94 al., 2000). En effet, la survie globale à 5 ans passe de 54% à 91% pour les patients tout stade confondu, à la fois TRAP négatif et hTR faible, en comparaison avec les neuroblastomes TRAP positif ou exprimant de fort niveau d’hTR. Ces résultats sont également valables lorsqu’on se focalise uniquement sur les neuroblastomes de type 4S (Choi et al., 2000). En effet, la survie globale augmente chez les patients atteints de stades 4S, TRAP négatif et hTR faible (100% vs 72%) (Choi et al., 2000). Même si l’utilisation combinée de l’expression d’hTR et de l’AT peut constituer un marqueur prédictif de la survie, la corrélation entre les niveaux d’hTR et d’activité télomérase est assez controversée (Avilion et al., 1996; Poremba et al., 2000b).

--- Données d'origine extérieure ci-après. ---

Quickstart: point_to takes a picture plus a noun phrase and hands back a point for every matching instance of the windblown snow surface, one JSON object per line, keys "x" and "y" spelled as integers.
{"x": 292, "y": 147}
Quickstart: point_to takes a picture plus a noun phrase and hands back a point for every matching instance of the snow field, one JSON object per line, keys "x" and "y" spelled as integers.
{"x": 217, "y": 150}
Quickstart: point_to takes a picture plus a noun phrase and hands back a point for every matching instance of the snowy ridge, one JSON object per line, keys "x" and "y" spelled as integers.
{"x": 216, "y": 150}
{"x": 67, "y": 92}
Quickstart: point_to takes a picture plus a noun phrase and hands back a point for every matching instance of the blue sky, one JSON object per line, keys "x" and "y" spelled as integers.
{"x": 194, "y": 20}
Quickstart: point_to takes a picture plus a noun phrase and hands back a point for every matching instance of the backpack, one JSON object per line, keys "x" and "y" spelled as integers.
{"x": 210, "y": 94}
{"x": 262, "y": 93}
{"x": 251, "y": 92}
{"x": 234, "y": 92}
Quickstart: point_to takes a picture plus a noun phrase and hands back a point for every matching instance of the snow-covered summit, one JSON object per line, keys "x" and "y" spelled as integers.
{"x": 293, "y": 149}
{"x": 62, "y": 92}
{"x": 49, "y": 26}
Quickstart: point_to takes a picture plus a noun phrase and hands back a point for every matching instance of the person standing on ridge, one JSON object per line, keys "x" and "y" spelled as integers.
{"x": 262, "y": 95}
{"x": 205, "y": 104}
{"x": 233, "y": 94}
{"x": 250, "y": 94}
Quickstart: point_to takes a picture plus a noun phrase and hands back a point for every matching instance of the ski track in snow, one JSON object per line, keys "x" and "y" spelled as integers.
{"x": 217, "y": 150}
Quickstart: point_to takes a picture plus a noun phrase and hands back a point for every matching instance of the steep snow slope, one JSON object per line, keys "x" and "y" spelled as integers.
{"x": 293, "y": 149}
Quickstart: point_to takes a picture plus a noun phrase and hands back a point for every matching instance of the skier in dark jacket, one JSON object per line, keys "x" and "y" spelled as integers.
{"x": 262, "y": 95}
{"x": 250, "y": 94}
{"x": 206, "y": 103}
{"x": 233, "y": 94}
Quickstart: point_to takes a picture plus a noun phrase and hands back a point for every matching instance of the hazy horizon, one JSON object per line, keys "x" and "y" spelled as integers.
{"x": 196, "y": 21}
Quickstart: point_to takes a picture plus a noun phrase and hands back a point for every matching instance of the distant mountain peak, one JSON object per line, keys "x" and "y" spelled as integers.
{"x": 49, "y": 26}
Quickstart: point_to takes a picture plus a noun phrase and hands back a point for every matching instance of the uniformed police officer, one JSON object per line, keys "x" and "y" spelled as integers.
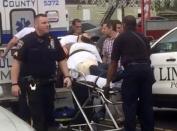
{"x": 38, "y": 56}
{"x": 134, "y": 51}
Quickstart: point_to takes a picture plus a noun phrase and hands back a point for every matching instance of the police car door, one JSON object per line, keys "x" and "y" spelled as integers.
{"x": 164, "y": 61}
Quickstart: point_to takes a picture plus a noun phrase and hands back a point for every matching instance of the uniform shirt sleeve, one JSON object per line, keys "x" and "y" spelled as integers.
{"x": 24, "y": 32}
{"x": 60, "y": 52}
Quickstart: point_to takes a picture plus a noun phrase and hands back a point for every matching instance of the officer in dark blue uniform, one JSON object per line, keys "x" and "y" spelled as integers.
{"x": 134, "y": 51}
{"x": 37, "y": 57}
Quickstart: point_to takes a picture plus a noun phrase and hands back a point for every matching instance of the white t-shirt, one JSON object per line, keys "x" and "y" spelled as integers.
{"x": 68, "y": 39}
{"x": 91, "y": 53}
{"x": 24, "y": 32}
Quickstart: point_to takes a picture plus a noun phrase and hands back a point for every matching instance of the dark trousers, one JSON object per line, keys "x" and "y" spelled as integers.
{"x": 41, "y": 105}
{"x": 137, "y": 92}
{"x": 23, "y": 108}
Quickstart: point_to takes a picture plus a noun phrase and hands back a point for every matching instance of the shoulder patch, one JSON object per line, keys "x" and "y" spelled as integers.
{"x": 20, "y": 44}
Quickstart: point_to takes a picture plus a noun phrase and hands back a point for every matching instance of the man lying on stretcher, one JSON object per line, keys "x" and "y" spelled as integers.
{"x": 83, "y": 57}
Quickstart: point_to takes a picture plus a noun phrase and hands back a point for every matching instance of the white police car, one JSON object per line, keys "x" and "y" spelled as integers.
{"x": 164, "y": 62}
{"x": 10, "y": 122}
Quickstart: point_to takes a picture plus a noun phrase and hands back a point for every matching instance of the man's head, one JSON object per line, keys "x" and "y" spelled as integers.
{"x": 110, "y": 28}
{"x": 129, "y": 22}
{"x": 118, "y": 25}
{"x": 77, "y": 26}
{"x": 41, "y": 24}
{"x": 103, "y": 28}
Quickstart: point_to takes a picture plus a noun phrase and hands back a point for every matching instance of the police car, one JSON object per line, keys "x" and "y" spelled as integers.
{"x": 10, "y": 122}
{"x": 164, "y": 63}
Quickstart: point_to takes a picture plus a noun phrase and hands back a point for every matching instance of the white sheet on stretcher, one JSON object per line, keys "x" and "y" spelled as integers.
{"x": 101, "y": 82}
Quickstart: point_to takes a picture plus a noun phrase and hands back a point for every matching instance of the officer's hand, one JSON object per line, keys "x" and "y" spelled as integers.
{"x": 106, "y": 89}
{"x": 67, "y": 82}
{"x": 16, "y": 90}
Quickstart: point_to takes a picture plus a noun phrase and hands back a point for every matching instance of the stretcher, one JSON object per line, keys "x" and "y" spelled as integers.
{"x": 94, "y": 85}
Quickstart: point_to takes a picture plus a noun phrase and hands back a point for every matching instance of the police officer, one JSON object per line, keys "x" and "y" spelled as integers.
{"x": 37, "y": 57}
{"x": 134, "y": 51}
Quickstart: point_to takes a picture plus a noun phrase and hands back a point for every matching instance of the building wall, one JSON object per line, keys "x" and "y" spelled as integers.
{"x": 96, "y": 12}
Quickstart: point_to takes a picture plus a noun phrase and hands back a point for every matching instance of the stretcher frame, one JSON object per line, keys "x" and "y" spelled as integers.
{"x": 89, "y": 123}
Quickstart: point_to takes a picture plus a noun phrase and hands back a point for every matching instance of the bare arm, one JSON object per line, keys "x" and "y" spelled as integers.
{"x": 15, "y": 70}
{"x": 11, "y": 43}
{"x": 64, "y": 68}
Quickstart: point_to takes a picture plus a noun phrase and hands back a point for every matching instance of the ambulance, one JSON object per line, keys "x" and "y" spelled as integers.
{"x": 164, "y": 63}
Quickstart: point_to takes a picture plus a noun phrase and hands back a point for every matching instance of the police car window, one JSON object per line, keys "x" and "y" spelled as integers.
{"x": 167, "y": 44}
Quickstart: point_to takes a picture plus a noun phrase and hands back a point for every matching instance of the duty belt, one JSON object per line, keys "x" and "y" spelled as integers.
{"x": 35, "y": 82}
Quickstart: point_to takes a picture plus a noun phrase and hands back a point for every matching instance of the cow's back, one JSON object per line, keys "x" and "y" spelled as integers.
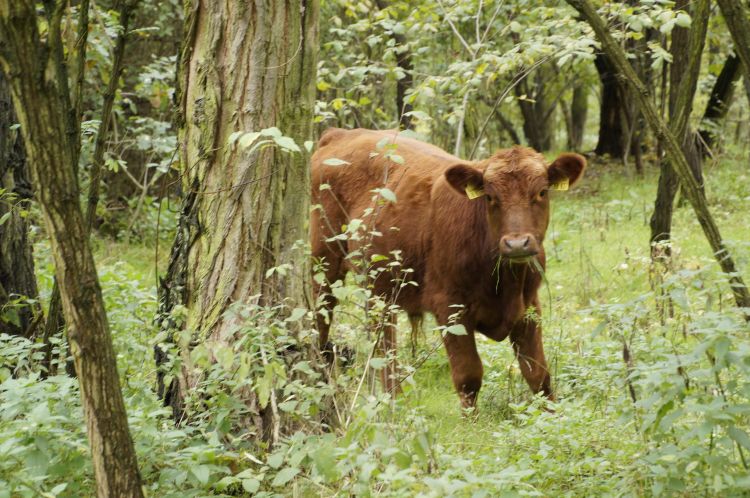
{"x": 409, "y": 169}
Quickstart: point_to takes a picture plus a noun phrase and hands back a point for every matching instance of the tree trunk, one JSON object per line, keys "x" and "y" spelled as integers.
{"x": 612, "y": 119}
{"x": 687, "y": 47}
{"x": 37, "y": 72}
{"x": 672, "y": 147}
{"x": 718, "y": 103}
{"x": 536, "y": 111}
{"x": 17, "y": 280}
{"x": 244, "y": 67}
{"x": 578, "y": 112}
{"x": 735, "y": 16}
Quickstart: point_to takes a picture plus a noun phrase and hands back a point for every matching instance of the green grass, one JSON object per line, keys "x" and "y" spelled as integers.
{"x": 596, "y": 443}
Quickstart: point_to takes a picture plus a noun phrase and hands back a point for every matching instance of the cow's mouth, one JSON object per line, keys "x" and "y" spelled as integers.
{"x": 520, "y": 259}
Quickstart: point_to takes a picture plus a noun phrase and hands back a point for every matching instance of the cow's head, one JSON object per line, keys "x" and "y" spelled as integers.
{"x": 514, "y": 186}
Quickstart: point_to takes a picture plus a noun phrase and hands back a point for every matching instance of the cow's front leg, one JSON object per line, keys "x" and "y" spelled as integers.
{"x": 466, "y": 366}
{"x": 526, "y": 337}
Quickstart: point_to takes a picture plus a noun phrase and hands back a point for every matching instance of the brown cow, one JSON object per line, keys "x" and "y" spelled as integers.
{"x": 470, "y": 252}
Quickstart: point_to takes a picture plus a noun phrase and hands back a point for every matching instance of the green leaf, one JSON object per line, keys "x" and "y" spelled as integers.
{"x": 296, "y": 315}
{"x": 59, "y": 488}
{"x": 739, "y": 436}
{"x": 251, "y": 485}
{"x": 683, "y": 20}
{"x": 201, "y": 472}
{"x": 284, "y": 476}
{"x": 274, "y": 461}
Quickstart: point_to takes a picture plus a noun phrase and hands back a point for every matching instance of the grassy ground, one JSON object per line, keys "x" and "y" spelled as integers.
{"x": 597, "y": 443}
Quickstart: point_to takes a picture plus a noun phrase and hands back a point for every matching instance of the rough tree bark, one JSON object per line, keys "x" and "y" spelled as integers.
{"x": 36, "y": 69}
{"x": 718, "y": 103}
{"x": 687, "y": 48}
{"x": 17, "y": 279}
{"x": 735, "y": 15}
{"x": 612, "y": 118}
{"x": 244, "y": 67}
{"x": 672, "y": 147}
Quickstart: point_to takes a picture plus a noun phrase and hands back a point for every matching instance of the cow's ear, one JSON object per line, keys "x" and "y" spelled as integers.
{"x": 466, "y": 180}
{"x": 566, "y": 170}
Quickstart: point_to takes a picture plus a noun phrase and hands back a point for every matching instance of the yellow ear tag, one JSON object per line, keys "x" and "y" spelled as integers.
{"x": 473, "y": 192}
{"x": 561, "y": 185}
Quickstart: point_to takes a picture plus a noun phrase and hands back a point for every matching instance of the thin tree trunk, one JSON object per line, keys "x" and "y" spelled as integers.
{"x": 687, "y": 47}
{"x": 612, "y": 138}
{"x": 244, "y": 67}
{"x": 18, "y": 289}
{"x": 578, "y": 113}
{"x": 55, "y": 320}
{"x": 38, "y": 76}
{"x": 735, "y": 16}
{"x": 536, "y": 112}
{"x": 718, "y": 103}
{"x": 672, "y": 147}
{"x": 403, "y": 60}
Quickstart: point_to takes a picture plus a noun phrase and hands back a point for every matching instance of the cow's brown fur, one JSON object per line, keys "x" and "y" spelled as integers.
{"x": 452, "y": 243}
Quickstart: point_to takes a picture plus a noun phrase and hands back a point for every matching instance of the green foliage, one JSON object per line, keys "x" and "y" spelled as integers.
{"x": 686, "y": 433}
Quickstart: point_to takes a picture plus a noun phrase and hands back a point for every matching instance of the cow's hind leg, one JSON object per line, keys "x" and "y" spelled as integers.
{"x": 330, "y": 269}
{"x": 466, "y": 366}
{"x": 389, "y": 373}
{"x": 526, "y": 337}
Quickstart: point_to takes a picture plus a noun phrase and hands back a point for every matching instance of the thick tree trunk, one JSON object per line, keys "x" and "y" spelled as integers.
{"x": 38, "y": 77}
{"x": 17, "y": 280}
{"x": 612, "y": 118}
{"x": 718, "y": 103}
{"x": 672, "y": 147}
{"x": 244, "y": 67}
{"x": 687, "y": 47}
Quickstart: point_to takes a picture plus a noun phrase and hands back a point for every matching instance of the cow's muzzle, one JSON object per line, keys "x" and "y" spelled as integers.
{"x": 518, "y": 247}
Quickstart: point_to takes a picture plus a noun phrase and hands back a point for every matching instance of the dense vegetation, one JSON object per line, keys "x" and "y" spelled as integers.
{"x": 650, "y": 355}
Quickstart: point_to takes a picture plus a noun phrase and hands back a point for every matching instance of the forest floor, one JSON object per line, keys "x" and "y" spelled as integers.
{"x": 598, "y": 297}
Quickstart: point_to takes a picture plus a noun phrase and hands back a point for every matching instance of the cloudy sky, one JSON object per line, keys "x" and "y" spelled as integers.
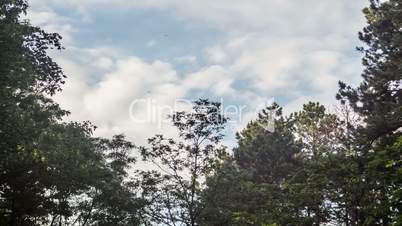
{"x": 241, "y": 52}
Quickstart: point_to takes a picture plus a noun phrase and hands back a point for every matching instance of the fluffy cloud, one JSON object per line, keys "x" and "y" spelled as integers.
{"x": 293, "y": 51}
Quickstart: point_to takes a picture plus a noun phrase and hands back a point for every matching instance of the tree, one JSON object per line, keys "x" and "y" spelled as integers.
{"x": 49, "y": 169}
{"x": 378, "y": 101}
{"x": 249, "y": 188}
{"x": 182, "y": 165}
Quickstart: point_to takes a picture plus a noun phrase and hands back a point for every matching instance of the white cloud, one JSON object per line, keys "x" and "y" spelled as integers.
{"x": 288, "y": 49}
{"x": 188, "y": 59}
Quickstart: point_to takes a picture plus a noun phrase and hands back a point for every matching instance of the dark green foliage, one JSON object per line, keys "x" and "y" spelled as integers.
{"x": 51, "y": 172}
{"x": 182, "y": 165}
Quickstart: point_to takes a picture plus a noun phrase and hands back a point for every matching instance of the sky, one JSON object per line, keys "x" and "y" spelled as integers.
{"x": 131, "y": 62}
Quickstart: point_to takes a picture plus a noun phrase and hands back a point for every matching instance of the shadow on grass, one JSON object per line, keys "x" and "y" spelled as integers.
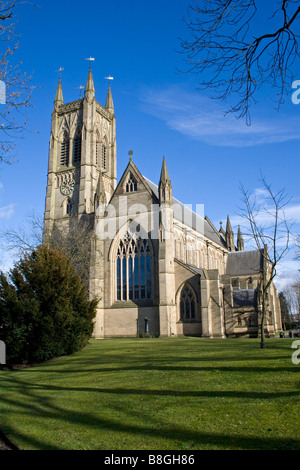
{"x": 44, "y": 406}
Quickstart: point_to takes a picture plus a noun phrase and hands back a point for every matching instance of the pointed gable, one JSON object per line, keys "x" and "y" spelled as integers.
{"x": 132, "y": 181}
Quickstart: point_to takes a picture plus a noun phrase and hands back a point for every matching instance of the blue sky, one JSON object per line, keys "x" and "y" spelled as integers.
{"x": 158, "y": 109}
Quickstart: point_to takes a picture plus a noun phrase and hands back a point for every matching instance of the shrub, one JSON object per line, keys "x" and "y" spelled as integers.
{"x": 44, "y": 310}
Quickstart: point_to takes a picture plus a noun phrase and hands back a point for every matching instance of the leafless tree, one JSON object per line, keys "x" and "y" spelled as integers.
{"x": 237, "y": 46}
{"x": 15, "y": 85}
{"x": 74, "y": 242}
{"x": 292, "y": 295}
{"x": 269, "y": 229}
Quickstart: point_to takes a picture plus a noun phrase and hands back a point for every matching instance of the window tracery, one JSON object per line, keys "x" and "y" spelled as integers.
{"x": 187, "y": 304}
{"x": 133, "y": 269}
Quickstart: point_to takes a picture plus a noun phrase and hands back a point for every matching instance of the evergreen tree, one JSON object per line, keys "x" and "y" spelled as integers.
{"x": 44, "y": 311}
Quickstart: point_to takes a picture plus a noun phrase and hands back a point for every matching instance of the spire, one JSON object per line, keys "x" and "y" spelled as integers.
{"x": 89, "y": 92}
{"x": 165, "y": 186}
{"x": 229, "y": 236}
{"x": 109, "y": 101}
{"x": 59, "y": 96}
{"x": 240, "y": 240}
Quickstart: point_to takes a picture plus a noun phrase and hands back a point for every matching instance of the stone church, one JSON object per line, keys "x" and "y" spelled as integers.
{"x": 157, "y": 267}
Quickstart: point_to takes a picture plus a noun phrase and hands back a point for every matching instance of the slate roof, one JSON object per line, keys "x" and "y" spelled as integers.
{"x": 244, "y": 297}
{"x": 185, "y": 215}
{"x": 241, "y": 263}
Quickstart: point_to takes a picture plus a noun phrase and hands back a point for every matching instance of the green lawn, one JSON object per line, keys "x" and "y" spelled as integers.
{"x": 157, "y": 394}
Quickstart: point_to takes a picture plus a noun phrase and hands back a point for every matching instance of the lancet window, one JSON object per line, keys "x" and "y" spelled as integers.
{"x": 187, "y": 304}
{"x": 133, "y": 269}
{"x": 131, "y": 184}
{"x": 77, "y": 148}
{"x": 64, "y": 149}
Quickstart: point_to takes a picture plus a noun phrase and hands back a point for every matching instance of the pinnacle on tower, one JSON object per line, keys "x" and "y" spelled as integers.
{"x": 89, "y": 88}
{"x": 164, "y": 176}
{"x": 229, "y": 236}
{"x": 240, "y": 240}
{"x": 59, "y": 96}
{"x": 100, "y": 196}
{"x": 109, "y": 101}
{"x": 165, "y": 186}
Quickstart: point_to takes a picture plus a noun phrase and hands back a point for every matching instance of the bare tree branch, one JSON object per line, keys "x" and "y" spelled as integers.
{"x": 229, "y": 57}
{"x": 268, "y": 227}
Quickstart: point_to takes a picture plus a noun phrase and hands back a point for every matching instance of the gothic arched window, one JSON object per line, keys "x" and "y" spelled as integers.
{"x": 187, "y": 304}
{"x": 69, "y": 206}
{"x": 131, "y": 184}
{"x": 103, "y": 156}
{"x": 64, "y": 149}
{"x": 98, "y": 148}
{"x": 134, "y": 269}
{"x": 77, "y": 148}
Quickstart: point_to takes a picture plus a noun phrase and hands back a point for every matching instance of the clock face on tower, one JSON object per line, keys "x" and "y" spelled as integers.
{"x": 67, "y": 187}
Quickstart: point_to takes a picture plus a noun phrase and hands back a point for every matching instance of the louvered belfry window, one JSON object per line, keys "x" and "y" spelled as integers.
{"x": 77, "y": 148}
{"x": 64, "y": 150}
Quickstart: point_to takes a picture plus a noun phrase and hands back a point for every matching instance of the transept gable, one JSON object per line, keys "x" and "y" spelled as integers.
{"x": 132, "y": 181}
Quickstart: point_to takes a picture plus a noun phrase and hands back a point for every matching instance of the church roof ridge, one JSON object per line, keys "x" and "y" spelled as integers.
{"x": 208, "y": 231}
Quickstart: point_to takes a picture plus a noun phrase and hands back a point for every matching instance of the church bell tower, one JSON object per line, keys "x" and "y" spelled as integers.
{"x": 82, "y": 151}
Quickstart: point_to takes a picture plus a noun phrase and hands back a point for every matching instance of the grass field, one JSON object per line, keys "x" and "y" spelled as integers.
{"x": 157, "y": 394}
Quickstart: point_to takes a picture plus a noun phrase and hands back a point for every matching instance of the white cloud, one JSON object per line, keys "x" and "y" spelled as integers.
{"x": 7, "y": 211}
{"x": 203, "y": 119}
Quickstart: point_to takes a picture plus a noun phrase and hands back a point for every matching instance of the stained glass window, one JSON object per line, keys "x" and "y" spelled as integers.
{"x": 187, "y": 304}
{"x": 133, "y": 269}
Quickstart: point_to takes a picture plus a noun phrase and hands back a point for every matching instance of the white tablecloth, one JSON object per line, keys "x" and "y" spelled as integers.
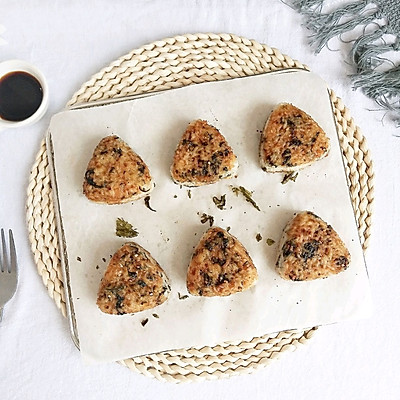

La régulation de l’AT par la sous unité catalytique hTERT permet d’expliquer en partie l’absence de corrélation entre l’expression d’hTR et l’AT de certaines études. Pour l’équipe de Poremba et al., (Poremba et al., 2000b) l’expression en ARNm d’hTERT est fortement corrélée à l’AT. En effet, sur les 23 neuroblastomes TRAP positif, 22 d’entre eux expriment l’ARNm d’hTERT à des niveaux équivalent en AT. Autrement dit, les tumeurs exprimant un niveau faible, intermédiaire ou fort d’hTERT présentent un niveau faible, intermédiaire ou fort en AT respectivement. En revanche, même si l’expression de TERT corrèle avec l’AT dans les neuroblastomes, aucune étude à ce jour n’a permis de démontrer que l’ARNm d’hTERT est un facteur pronostique des neuroblastomes

Ainsi, l’ensemble de ces études démontrent l’existence d’une corrélation entre l’activité télomérase, le stade tumoral et la survie (Choi et al., 2000; Hiyama et al., 1997; Poremba et al., 2000a; Poremba et al., 2000b; Poremba et al., 1999; Streutker et al., 2001) et suggère que l’activité télomérase constitue un facteur de mauvais pronostic dont la détection par TRAP pourrait être intégrer aux investigations cliniques réalisées lors du diagnostic des neuroblastomes.